By some estimates, formerly institutionalized people with serious mental illness experience about 25 fewer years of life, mostly due to the effects of treatable physical illnesses such as cardiovascular, pulmonary and infectious diseases.  The effects of this health system fragmentation are experienced notwithstanding parity legislation, and they are felt also by people in the community with less serious mental illness, often because their primary care providers can’t find mental health providers to whom they can refer.

In Fragmentation in Mental Health Benefits and Services, the authors approach mental health system fragmentation by telling a story of the relationship between health insurance structure and income redistribution. The authors address the interrelationship between insurance “carve-outs” for mental health care and the growth of mental health parity laws. They assert that the carve out of behavioral health coverage from medical insurance provokes states to pass mental health parity laws. According to the authors, these parity laws fail to help their “intended” beneficiaries, and instead serve to redistribute resources away from low income and non-White employees.

To make their case, they mine a database of claims data for privately insured North Carolina patients. These claims data allow them to track employees’ (and, presumably, their dependents’) use of mental health services. Along the way, they raise several important issues. For example, they suggest that care provided by mental health providers may not be particularly efficacious. (299) Few would disagree that in most areas of health care – including mental health care – comparative effectiveness research is essential.   In addition, they suggest that access to and benefit from covered services varies by income and race. (298-99) It is undoubtedly true that there are class-based and race-based disparities in access to health care; this is so much discussed, in fact, that it somewhat puzzling that the authors would characterize as a “regularly overlooked question” the fact that “equal insurance and access does not translate into equitable consumption.” (279)

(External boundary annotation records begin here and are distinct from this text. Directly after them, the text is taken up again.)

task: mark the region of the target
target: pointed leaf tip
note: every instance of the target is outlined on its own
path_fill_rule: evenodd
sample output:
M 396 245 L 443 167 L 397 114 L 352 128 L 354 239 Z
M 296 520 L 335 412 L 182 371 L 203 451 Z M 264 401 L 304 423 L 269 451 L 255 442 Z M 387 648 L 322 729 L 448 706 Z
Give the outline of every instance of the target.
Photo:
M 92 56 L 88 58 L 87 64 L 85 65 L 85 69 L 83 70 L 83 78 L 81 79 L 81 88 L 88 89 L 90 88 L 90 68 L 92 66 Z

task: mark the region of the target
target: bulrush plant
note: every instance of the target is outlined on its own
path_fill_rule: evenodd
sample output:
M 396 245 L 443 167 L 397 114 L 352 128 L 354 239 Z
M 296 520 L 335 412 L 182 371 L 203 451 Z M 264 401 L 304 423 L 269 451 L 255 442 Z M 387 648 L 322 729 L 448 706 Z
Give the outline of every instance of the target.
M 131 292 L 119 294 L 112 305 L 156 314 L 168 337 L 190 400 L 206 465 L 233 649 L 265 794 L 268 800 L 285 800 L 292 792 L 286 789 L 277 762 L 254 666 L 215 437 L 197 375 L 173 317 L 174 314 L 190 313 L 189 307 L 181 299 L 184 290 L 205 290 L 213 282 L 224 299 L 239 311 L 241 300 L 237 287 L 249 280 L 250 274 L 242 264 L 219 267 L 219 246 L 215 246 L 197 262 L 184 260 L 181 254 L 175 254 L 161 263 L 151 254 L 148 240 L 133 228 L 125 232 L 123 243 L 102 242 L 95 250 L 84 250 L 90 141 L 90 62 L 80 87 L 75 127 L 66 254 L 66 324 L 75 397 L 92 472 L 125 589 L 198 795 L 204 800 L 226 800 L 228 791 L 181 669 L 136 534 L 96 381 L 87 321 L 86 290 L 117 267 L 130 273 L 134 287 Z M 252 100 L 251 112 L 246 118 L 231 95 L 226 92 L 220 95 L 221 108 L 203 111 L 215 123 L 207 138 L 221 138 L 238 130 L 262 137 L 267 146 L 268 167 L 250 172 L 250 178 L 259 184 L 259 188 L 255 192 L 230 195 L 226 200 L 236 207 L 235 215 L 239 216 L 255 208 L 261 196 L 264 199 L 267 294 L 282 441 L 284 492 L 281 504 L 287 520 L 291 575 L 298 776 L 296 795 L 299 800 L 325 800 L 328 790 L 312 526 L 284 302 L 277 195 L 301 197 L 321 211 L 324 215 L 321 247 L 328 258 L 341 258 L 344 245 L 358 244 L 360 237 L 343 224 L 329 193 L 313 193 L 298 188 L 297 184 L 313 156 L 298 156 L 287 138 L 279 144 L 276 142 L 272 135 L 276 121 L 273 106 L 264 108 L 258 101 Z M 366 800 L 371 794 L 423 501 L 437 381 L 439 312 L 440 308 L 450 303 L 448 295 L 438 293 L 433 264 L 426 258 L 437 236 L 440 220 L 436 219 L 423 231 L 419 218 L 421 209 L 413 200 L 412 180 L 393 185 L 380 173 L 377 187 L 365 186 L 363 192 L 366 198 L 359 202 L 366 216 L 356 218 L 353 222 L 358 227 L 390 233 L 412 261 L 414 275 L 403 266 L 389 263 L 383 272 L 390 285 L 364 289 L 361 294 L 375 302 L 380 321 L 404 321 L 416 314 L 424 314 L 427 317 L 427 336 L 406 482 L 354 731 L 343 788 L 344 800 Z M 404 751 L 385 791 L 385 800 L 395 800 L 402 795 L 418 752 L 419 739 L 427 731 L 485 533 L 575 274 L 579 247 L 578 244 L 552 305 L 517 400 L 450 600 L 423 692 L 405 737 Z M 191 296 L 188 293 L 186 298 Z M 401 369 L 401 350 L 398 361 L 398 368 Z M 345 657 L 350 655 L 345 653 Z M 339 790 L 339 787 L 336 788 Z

On some points, the authors seem to go a bit beyond their data. First, the authors assert (without citation) that mental health parity is “often” pursued “to benefit low-income and traditionally vulnerable populations.” (284) Many advocates (myself included) have argued for parity as a civil rights matter: as people with physical illness have access to insurance coverage, so should people with mental illness.  Certainly, insurance coverage is most valuable for those without the means to pay for care out of pocket, but that is as true for cardiac care as for mental health care. From this perspective, parity legislation seems no more a redistributive move than any other form of health insurance.